Secara umum dilakukan proses untuk mengekstraksi minyak dari bahan baku melalui proses
pemerasan ataupun menggunakan pelarut CO2, serta pemurnian triglyceride dari komponen
FFA dan air.
Keberadaan air akan menyebabkan triglyceride mengalami hidrolisis menjadi FFA dan pada
akhirnya bereaksi dalam transesterifikasi menghasilkan sabun (saponification).

Proses transesterifikasi merupakan reaksi reversibel yang hasil reaksinya ditentukan oleh
jumlah methanol yang digunakan. Proses ini dibantu katalis NaOH (Sodium Hydroxide) atau
KOH (Potassium Hydroxide) untuk menciptakan suasana basa.

Penggunaan
Biodiesel dapat digunakan dalam kondisi murni atau campuran (blend) dengan bahan bakar
petrodiesel. Campuran biodiesel menggunakan notasi “Bx” dalam menunjukkan persentase
biodiesel, dimana x adalah nilai persentasenya. Beberapa contoh penggunaan notasi “Bx”:

1. B100, mengandung biodiesel 100% atau biodiesel murni


2. B20, mengandung biodiesel 20% dan petrodiesel 80%
3. B5, mengandung biodiesel 5% dan petrodiesel 95%

Di Indonesia, Pertamina saat ini menyediakan produk biosolar dengan kandungan 2.5%. Pada
awal peluncuran biosolar nilai biodiesel mencapai B5 atau 5% biodiesel, namun seiring
dengan meningkatnya harga biodiesel dan tidak adanya peningkatan harga jual biosolar,
kandungannya terpaksa diturunkan.

Biodiesel memiliki sifat lubrikasi-diri (self-lubricating) sehingga dapat mengurangi keausan


pada komponen mesin.
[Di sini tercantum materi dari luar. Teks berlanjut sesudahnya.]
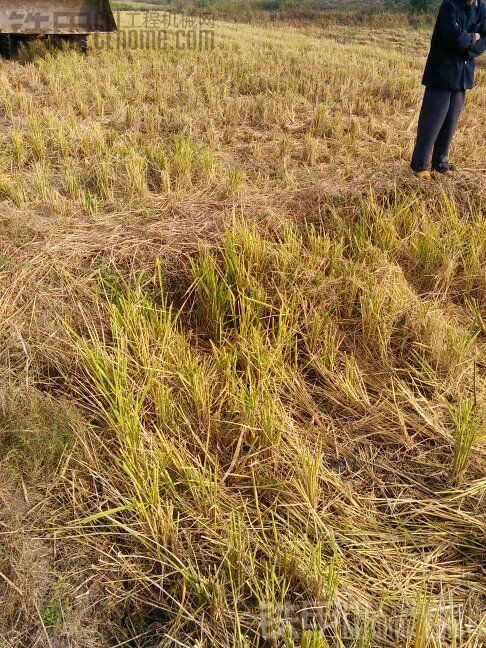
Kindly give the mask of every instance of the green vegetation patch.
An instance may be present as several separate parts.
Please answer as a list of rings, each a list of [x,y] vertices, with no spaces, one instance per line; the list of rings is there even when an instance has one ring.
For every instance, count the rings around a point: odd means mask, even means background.
[[[420,286],[444,279],[445,238],[458,263],[442,289],[469,285],[482,302],[467,241],[483,226],[475,208],[460,221],[451,202],[372,198],[326,228],[235,224],[193,259],[182,308],[163,263],[117,284],[109,338],[77,338],[104,421],[86,531],[112,530],[110,565],[144,584],[161,631],[190,643],[204,627],[201,645],[222,648],[260,646],[271,627],[288,646],[340,645],[339,624],[292,638],[290,605],[352,614],[349,645],[385,645],[370,626],[380,610],[413,620],[406,645],[438,638],[430,611],[451,600],[479,618],[481,347]]]

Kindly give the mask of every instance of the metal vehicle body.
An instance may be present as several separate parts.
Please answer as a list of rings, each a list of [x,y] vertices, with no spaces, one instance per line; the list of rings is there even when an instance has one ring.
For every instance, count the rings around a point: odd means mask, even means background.
[[[50,37],[86,51],[89,34],[116,31],[109,0],[0,0],[0,56],[21,43]]]

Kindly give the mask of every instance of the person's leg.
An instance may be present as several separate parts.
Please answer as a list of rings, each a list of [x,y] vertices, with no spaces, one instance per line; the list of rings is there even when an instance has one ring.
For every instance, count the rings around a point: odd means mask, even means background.
[[[418,123],[417,141],[410,165],[415,172],[426,171],[429,168],[435,140],[449,112],[451,94],[449,90],[425,89]]]
[[[436,171],[446,173],[449,170],[447,157],[449,155],[452,139],[457,129],[459,116],[464,107],[465,99],[465,90],[460,90],[451,94],[449,111],[435,141],[434,152],[432,155],[432,168]]]

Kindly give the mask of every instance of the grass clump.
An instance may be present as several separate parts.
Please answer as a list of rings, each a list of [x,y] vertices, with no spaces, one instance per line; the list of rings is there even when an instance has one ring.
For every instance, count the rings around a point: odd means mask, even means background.
[[[0,463],[14,475],[49,475],[72,448],[81,418],[41,393],[7,392],[0,402]]]
[[[337,645],[337,614],[355,620],[349,645],[386,645],[370,609],[393,623],[426,597],[397,639],[421,645],[425,627],[443,641],[431,610],[477,614],[483,525],[454,487],[484,465],[472,410],[443,403],[451,378],[430,364],[422,300],[383,274],[379,250],[362,255],[337,232],[238,225],[193,261],[184,307],[159,268],[118,292],[109,339],[78,339],[105,422],[86,445],[105,486],[84,532],[109,525],[110,565],[132,602],[163,612],[166,636]],[[301,608],[326,629],[296,629]]]

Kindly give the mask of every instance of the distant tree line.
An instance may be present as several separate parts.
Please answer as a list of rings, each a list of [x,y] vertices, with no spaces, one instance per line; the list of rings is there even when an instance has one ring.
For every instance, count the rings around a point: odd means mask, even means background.
[[[433,13],[441,3],[441,0],[385,0],[385,8],[388,10],[411,11],[417,14]]]
[[[303,12],[353,11],[358,14],[382,12],[400,12],[415,15],[426,15],[437,11],[441,0],[144,0],[146,6],[154,5],[185,11],[211,11],[217,14],[248,16],[261,11],[270,13],[303,14]],[[128,1],[112,2],[113,8],[128,10],[140,6]],[[309,13],[310,15],[310,13]]]
[[[417,13],[429,13],[440,4],[438,0],[410,0],[410,6]]]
Namun, biodiesel juga memiliki efek buruk terhadap beberapa
komponen mesin, yang terbuat dari rubber, tembaga, seng, timah atau besi. Mobil produksi
sebelum tahun 1992 umumnya memiliki toleransi yang buruk terhadap penggunaan biodiesel.
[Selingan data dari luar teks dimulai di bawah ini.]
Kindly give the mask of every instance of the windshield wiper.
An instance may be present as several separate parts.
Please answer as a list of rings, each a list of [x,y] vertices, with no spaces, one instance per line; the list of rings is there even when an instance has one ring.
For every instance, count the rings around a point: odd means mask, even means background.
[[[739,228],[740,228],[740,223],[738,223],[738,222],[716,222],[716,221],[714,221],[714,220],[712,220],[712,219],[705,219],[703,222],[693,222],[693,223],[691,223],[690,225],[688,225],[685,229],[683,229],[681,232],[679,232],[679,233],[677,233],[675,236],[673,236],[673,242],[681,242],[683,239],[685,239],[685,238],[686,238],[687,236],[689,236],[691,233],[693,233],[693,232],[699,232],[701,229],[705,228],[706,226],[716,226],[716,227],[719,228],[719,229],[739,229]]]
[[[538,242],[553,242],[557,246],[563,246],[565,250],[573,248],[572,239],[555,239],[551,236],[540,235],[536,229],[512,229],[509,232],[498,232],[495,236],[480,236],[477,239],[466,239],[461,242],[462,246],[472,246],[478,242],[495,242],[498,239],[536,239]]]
Biodiesel juga memiliki angka cetane yang lebih tinggi dari petrodiesel, menurunkan jeda
pengapian (ignition delay), sehingga cocok digunakan untuk mesin diesel kecepatan tinggi
(high speed engine).

Emisi
Biodiesel secara teoritis tidak mengandung sulfur hingga dapat dikategorikan sebagai Ultra-
low sulfur diesel (ULFD) dengan kandungan maksium sulfur 50 ppm (standar emisi EURO
IV). Ditinjau dari segi emisi, pembakaran biodiesel menghasilkan emisi Sulfur dalam jumlah
yang sangat kecil. Namun, seperti layaknya pembakaran bioethanol justru menghasilkan
emisi NOx yang lebih besar dari petrodiesel.
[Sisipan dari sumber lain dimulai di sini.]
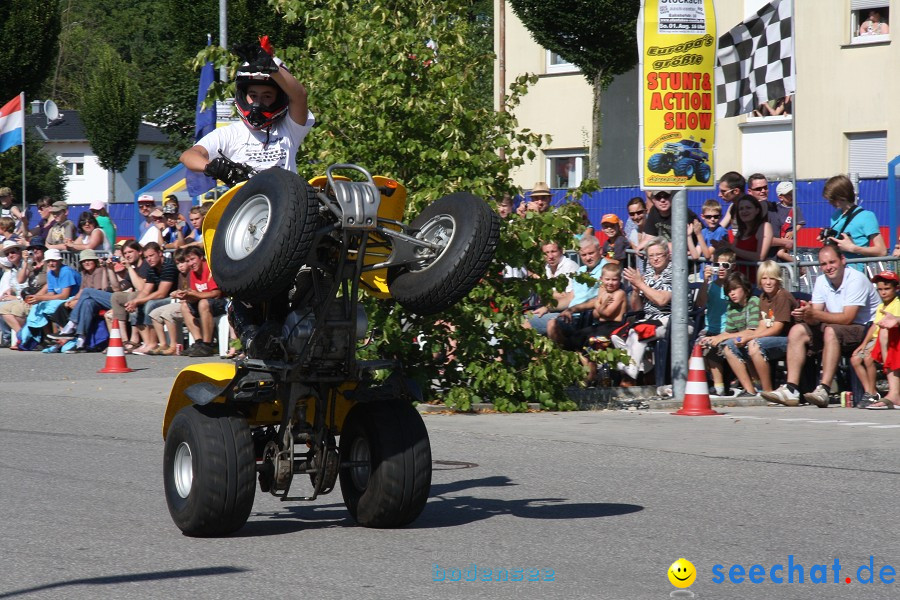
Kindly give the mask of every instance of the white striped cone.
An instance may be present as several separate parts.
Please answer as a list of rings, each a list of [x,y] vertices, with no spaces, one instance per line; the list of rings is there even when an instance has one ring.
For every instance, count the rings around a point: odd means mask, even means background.
[[[106,348],[106,366],[98,373],[132,373],[134,369],[128,368],[125,362],[125,347],[122,346],[122,332],[119,331],[119,322],[112,320],[112,328],[109,330],[109,346]]]
[[[718,415],[712,409],[709,400],[709,386],[706,384],[706,362],[703,360],[703,350],[700,345],[694,346],[691,353],[691,359],[688,361],[688,376],[684,386],[684,403],[681,410],[677,410],[674,415],[685,417],[706,417],[710,415]]]

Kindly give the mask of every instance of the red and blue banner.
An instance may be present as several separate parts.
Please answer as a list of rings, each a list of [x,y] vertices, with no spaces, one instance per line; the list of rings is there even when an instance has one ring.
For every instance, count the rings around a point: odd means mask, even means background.
[[[0,108],[0,152],[24,142],[25,108],[23,94],[19,94]]]
[[[209,92],[209,86],[215,81],[215,71],[213,64],[207,62],[200,71],[200,87],[197,89],[197,117],[194,124],[194,141],[197,142],[207,133],[216,128],[216,106],[203,108],[206,101],[206,95]],[[210,157],[214,158],[214,157]],[[188,171],[185,175],[187,182],[188,194],[191,196],[199,196],[207,190],[211,190],[216,185],[216,180],[203,173],[194,173]]]

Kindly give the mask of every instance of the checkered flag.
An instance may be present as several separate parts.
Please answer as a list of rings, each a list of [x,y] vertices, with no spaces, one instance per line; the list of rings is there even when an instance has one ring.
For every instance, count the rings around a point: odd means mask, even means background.
[[[752,112],[794,93],[790,0],[773,0],[719,38],[716,117]]]

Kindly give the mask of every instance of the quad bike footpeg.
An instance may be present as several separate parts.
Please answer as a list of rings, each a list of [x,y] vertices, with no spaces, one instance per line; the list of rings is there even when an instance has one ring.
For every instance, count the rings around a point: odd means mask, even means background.
[[[237,402],[271,402],[275,399],[275,378],[270,373],[251,371],[235,382],[232,394]]]
[[[335,180],[332,175],[335,169],[358,171],[366,180]],[[375,229],[378,223],[378,207],[381,205],[381,192],[375,186],[369,172],[357,165],[341,164],[328,167],[326,175],[328,185],[340,207],[344,229]]]

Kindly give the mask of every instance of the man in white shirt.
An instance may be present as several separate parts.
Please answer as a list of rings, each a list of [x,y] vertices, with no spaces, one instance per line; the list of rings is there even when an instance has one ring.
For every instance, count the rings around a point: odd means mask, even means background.
[[[869,279],[847,268],[847,259],[834,245],[819,250],[822,274],[813,286],[812,301],[802,302],[791,312],[796,324],[788,333],[787,383],[762,397],[771,402],[796,406],[798,384],[807,356],[819,355],[822,379],[803,398],[819,408],[828,407],[831,382],[842,353],[847,356],[862,342],[866,323],[872,320],[880,300]]]

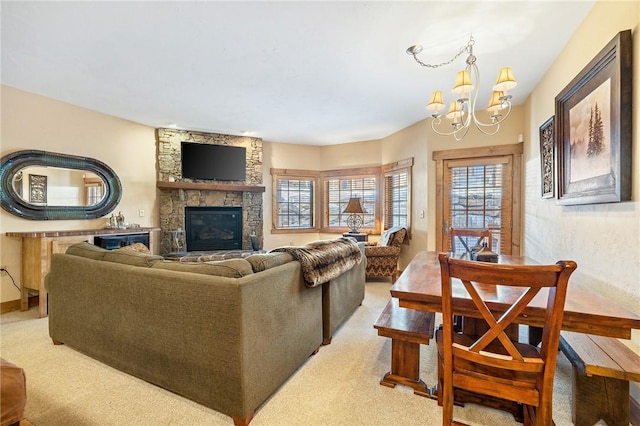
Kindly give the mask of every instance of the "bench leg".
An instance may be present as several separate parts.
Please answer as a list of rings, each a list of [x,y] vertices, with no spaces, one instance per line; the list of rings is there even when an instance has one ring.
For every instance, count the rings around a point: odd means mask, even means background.
[[[413,393],[429,396],[427,385],[420,380],[420,344],[391,339],[391,371],[380,384],[394,388],[396,384],[413,388]]]
[[[608,426],[629,426],[629,382],[571,371],[571,419],[576,426],[593,426],[604,420]]]

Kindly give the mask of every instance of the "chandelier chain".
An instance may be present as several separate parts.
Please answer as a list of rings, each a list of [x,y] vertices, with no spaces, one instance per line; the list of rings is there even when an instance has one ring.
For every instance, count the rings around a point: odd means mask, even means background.
[[[462,46],[460,48],[460,50],[458,51],[458,53],[455,54],[455,56],[451,59],[449,59],[447,62],[442,62],[441,64],[426,64],[424,62],[422,62],[420,59],[418,59],[418,57],[416,56],[418,54],[418,52],[414,52],[412,53],[413,59],[416,60],[417,63],[419,63],[420,65],[422,65],[423,67],[427,67],[427,68],[440,68],[443,67],[445,65],[449,65],[451,63],[453,63],[453,61],[455,61],[456,59],[458,59],[460,56],[462,56],[464,53],[469,52],[471,53],[471,49],[473,48],[475,41],[473,40],[473,36],[471,36],[471,38],[469,38],[469,42]]]

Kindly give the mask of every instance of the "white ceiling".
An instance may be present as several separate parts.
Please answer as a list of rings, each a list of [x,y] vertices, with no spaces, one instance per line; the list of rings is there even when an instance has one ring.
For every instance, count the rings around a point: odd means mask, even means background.
[[[498,69],[525,101],[594,0],[2,1],[2,84],[152,127],[329,145],[427,117],[471,34],[486,106]],[[452,95],[449,95],[449,99]]]

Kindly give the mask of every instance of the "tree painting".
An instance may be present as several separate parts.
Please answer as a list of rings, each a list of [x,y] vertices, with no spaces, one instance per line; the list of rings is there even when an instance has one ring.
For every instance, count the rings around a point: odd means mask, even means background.
[[[607,79],[569,110],[570,182],[611,172],[610,104]]]

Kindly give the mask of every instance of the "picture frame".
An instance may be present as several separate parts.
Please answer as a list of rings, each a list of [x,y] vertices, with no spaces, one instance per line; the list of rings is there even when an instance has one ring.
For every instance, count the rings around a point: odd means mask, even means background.
[[[540,177],[542,198],[553,198],[555,194],[556,147],[553,133],[553,117],[540,126]]]
[[[555,98],[560,205],[631,199],[631,52],[619,32]]]
[[[29,202],[31,204],[47,204],[47,177],[29,175]]]

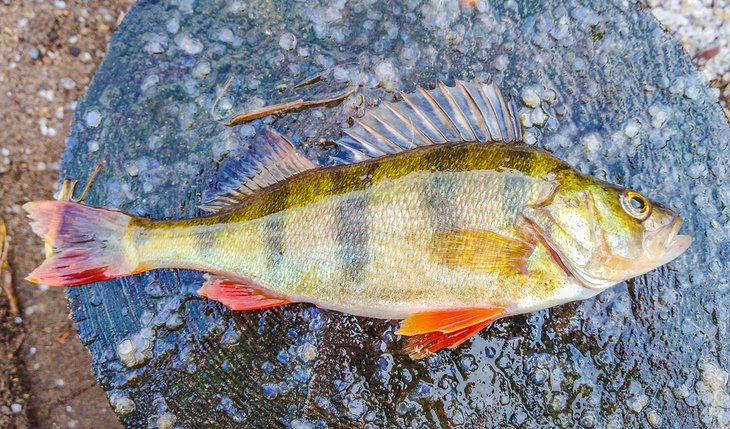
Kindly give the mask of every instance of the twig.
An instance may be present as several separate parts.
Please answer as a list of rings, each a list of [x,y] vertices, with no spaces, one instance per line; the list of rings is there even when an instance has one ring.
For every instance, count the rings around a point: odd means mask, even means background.
[[[218,96],[215,98],[215,101],[213,102],[213,105],[210,106],[210,116],[215,120],[216,122],[220,122],[223,120],[223,118],[217,118],[215,117],[215,108],[218,106],[218,102],[221,101],[221,98],[223,98],[224,95],[228,92],[228,90],[231,88],[231,84],[233,83],[233,76],[229,77],[226,83],[223,85],[223,89],[221,89],[221,93],[218,94]]]
[[[5,220],[0,218],[0,284],[2,285],[3,292],[8,297],[10,313],[13,316],[19,316],[20,305],[18,304],[18,294],[13,285],[13,274],[10,272],[10,264],[8,263],[9,249],[8,230],[5,226]]]
[[[336,103],[344,100],[345,98],[352,95],[357,90],[357,86],[352,86],[345,91],[334,94],[331,97],[327,97],[321,100],[304,100],[299,99],[295,101],[289,101],[286,103],[274,104],[273,106],[264,106],[258,109],[249,110],[237,115],[230,121],[226,122],[226,126],[233,127],[235,125],[245,124],[247,122],[261,119],[266,116],[278,115],[281,113],[291,112],[292,110],[307,109],[310,107],[322,106],[330,103]]]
Menurut data EPA (Environmental Protection Agency) pembakaran 1 Liter biodiesel akan
menghasilkan sekitar 2.7 kg gas karbon dioksida.

Efisiensi Mesin
Penemuan mesin diesel diawali dari usaha untuk meningkatkan efisiensi mesin bensin (Otto).
Dengan efisiensi mesin hingga 40%, mesin diesel hampir memiliki efisiensi 100% lebih baik
dari mesin bensin yang rata-rata hanya 15-20%. Selain efisiensi mesin yang lebih tinggi,
densitas energi dari bahan bakar diesel (petrodiesel atau biodiesel) juga lebih tinggi dibanding
bahan bakar bensin. Dari keunggulan tersebut mesin diesel secara umum memiliki fuel
efficiency (jarak tempuh terhadap konsumsi bahan bakar) lebih tinggi dibanding mesin
bensin.

Analisis Energi
Berdasarkan studi yang dilaksanakan oleh US DoE (Departemen Energi Amerika Serikat),
dan USDA (Departemen Agrikultur Amerika Serikat) proses produksi biodiesel berbahan
baku kedelai menghasilkan net energy balance 3.2. Yang berarti dibutuhkan 1 unit energi
untuk menghasilkan 3.2 unit energi biodiesel. National Energy Board bahkan mengklaim
bahwa proses produksi biodiesel menghasilkan net energy balance sekurangnya 4.5. Net
energy balance untuk produksi biodiesel relatif jauh lebih tinggi jika dibandingkan dengan
produksi bioetanol dengan indeks 1.34.

Analisis Karbon Dioksida


Akibat positif dari tingginya net energy balance, maka emisi CO2 total yang dihasilkan dari
proses produksi biodiesel B100 hingga digunakan pada kendaraan mengurangi 78.45% emisi
dibandingkan dengan penggunaan petrodiesel.